Gréolières-les-Neiges se distingue clairement comme le point d’entrée le plus «économique.» Située à une soixantaine de kilomètres de Nice, la station propose une vingtaine de pistes de ski alpin et un espace nordique apprécié, dans un environnement très nature. Avec un prix moyen de 2 219 euros par mètre carré, l’achat d’un petit studio ou d’un deux-pièces reste envisageable pour des escapades fréquentes, sans viser une grande station d’altitude.

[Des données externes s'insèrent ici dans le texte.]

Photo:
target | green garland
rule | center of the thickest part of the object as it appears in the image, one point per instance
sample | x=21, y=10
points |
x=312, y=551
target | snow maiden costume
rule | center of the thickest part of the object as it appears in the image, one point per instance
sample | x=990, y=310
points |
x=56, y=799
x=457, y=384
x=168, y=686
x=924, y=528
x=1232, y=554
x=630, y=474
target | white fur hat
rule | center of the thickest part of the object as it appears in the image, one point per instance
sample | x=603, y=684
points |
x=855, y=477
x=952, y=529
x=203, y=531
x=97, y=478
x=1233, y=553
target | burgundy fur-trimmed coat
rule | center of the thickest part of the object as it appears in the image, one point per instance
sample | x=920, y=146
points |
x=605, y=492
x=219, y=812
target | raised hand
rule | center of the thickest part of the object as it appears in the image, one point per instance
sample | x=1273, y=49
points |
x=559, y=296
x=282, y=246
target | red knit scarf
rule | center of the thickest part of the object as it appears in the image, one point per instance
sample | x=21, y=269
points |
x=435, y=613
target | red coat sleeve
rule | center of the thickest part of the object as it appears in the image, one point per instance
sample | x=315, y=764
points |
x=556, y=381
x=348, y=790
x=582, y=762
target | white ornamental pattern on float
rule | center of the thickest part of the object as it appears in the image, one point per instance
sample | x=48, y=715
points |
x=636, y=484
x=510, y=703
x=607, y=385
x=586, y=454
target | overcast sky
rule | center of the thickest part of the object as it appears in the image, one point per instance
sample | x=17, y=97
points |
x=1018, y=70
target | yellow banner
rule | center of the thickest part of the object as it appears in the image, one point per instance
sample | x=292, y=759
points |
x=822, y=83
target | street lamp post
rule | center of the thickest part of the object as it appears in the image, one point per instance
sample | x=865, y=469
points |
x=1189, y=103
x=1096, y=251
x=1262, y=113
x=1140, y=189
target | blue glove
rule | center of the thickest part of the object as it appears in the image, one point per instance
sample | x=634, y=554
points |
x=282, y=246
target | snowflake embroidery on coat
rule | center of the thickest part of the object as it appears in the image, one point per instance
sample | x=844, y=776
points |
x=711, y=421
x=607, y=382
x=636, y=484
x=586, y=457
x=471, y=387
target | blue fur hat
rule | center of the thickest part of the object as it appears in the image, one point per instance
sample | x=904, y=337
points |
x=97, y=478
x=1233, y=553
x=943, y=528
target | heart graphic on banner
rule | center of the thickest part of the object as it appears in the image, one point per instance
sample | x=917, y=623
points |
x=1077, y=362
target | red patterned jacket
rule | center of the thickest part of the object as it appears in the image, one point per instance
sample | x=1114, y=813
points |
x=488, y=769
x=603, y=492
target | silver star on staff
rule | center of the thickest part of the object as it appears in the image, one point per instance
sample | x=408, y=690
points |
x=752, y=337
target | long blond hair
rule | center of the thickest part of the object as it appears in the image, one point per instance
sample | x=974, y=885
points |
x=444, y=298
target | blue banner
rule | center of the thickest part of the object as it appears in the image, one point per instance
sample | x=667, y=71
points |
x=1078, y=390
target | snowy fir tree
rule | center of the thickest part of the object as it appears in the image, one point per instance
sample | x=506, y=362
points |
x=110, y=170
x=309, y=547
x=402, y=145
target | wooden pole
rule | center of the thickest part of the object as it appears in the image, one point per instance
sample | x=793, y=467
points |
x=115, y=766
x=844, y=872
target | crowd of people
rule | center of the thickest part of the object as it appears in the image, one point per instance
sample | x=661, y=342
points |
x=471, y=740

Un peu plus loin, La Colmiane, sur la commune de Valdeblore, cultive depuis longtemps son image de station familiale. Le domaine s’étend entre 1 400 et 1 800 mètres d’altitude, avec une trentaine de kilomètres de pistes. À 2 692 euros par mètre carré en moyenne, la station reste attractive pour les familles niçoises à la recherche d’un pied-à-terre utilisable aussi bien en hiver qu’en été.
À mesure que le domaine skiable s’étend et que la notoriété augmente, les prix suivent la même trajectoire. Beuil en est un bon exemple. Ce village, légèrement à l’écart du front de neige principal, partage le domaine Valberg–Beuil, soit environ 90 kilomètres de pistes. L’ambiance y est plus «villageoise», plus discrète, mais l’accès au même terrain de jeu se paie. Le prix moyen atteint 4 721 euros par mètre carré.
Isola s’inscrit dans une logique comparable. La commune donne accès à la station d’Isola 2000, l’un des domaines d’altitude les plus réputés du département. Située entre 1 800 et 2 600 mètres, la station attire par sa fiabilité d’enneigement. Résultat, le prix moyen s’établit à 4 679 euros par mètre carré. On est ici sur un marché installé, recherché, loin de la montagne bon marché mais très inférieur aux grandes stations alpines nationales.
Enfin, Saint-Étienne-de-Tinée occupe une place à part. Village de vallée relié directement à la station d’Auron par la télécabine de la Pinatelle, il bénéficie du plus grand domaine skiable des Alpes-Maritimes, avec plus de 130 kilomètres de pistes. Situé à 1 140 mètres d’altitude, à environ 7 kilomètres de la station, le village affiche un prix moyen de 5 883 euros par mètre carré. Ce niveau reflète à la fois l’accès direct au domaine, le charme du village et l’image patrimoniale d’Auron.